Data and estimation of mean CD4 cells/μL according to data used: complete dataset (grey), excluding patients without follow-up measurements due to low baseline CD4 cell count (black), including all patients (red).
Note: estimates from the complete dataset (in grey) are very similar to with estimates from model fitted with patients having one measurement available or more (in red) (see Table 1).
Conclusion
Of course, in this artificial example, we knew that analysis excluding participants with only one measurement was likely to overestimate the increase in CD4+ because of the way we generated the data. Unfortunately, when faced with real-life data it is not generally possible to grasp the impact of excluding such participants. Here, we would like to endorse the use of the most efficient tools available for analysing clinical data. In particular, focussing on the analysis of change in biomarkers, we highlight that it would be far more effective to include all patients, even those with only one measurement, providing that a relevant statistical approach is used. Moreover, this result, whilst well known to statisticians and even used very widely in population pharmacokinetics studies 9, can be generalised to even more unbalanced data such as patients having very different numbers of available measurements 6. Also, other alternative approaches, such as multiple imputation, are also relevant in the context of the present note 10.

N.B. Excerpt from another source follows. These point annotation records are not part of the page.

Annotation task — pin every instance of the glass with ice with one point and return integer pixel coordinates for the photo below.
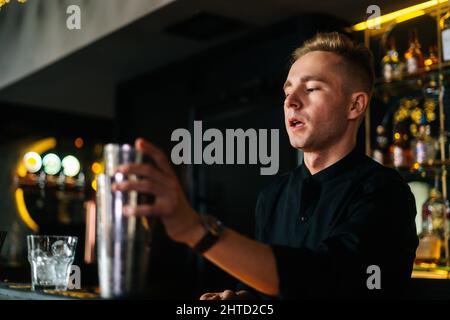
(51, 258)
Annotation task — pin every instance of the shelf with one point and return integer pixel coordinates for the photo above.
(411, 82)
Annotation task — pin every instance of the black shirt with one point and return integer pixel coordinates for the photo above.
(326, 229)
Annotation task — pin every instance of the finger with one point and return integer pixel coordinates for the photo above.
(144, 171)
(210, 296)
(155, 153)
(142, 186)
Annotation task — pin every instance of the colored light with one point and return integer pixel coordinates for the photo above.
(79, 143)
(399, 15)
(71, 166)
(39, 147)
(96, 168)
(32, 161)
(52, 164)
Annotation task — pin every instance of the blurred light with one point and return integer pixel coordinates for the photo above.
(98, 149)
(39, 147)
(33, 162)
(23, 211)
(52, 164)
(398, 16)
(96, 168)
(79, 143)
(3, 2)
(428, 62)
(71, 166)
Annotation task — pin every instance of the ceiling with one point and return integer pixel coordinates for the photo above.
(84, 81)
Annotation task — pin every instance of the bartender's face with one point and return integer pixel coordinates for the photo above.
(315, 104)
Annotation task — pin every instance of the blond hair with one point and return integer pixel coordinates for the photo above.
(358, 60)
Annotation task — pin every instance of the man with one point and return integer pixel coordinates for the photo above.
(340, 225)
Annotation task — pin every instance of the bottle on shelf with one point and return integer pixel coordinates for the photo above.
(401, 153)
(432, 59)
(390, 63)
(424, 146)
(381, 150)
(414, 56)
(400, 149)
(444, 25)
(433, 247)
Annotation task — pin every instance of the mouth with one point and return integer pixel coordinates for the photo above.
(295, 123)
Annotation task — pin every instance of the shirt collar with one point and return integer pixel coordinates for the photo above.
(341, 166)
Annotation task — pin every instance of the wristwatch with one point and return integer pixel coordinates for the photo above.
(214, 229)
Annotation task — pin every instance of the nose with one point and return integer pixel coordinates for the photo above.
(292, 101)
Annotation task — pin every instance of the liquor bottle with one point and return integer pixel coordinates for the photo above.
(424, 146)
(381, 150)
(432, 59)
(390, 62)
(401, 153)
(432, 244)
(444, 24)
(413, 56)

However, it should be recognised that all models make assumptions, whether or not these are immediately obvious to clinical readers. Excluding participants with only one measurement assumes that these participants are representative of the study population. Other simple methods such as the commonly used single imputation based on the last available measure (last observation carried forward, LOCF) make a major assumption of stability of marker values 11 and also underestimate variability by treating the single imputation as real observed data. The linear mixed or random effects methods described above make other less stringent assumptions that nevertheless might not be true. For instance, if the marker is informatively missing then other approaches will be needed 12. Because it is very difficult, if possible at all, to identify the type of missingness mechanism, it is generally recommended to check the robustness of the results through sensitivity analyses 6. However, the best way for handling missing information is trivially to have no missing observations in the first place 7. The idiom “Garbage in, garbage out” still holds.
Acknowledgments
The authors declare no conflict of interest. RT was supported by a grant from the French National Agency for Research on AIDS and viral hepatitis (ANRS). We would like to thank Di Gibb, Nigel Klein and Daniel Commenges for their helpful comments on the manuscript.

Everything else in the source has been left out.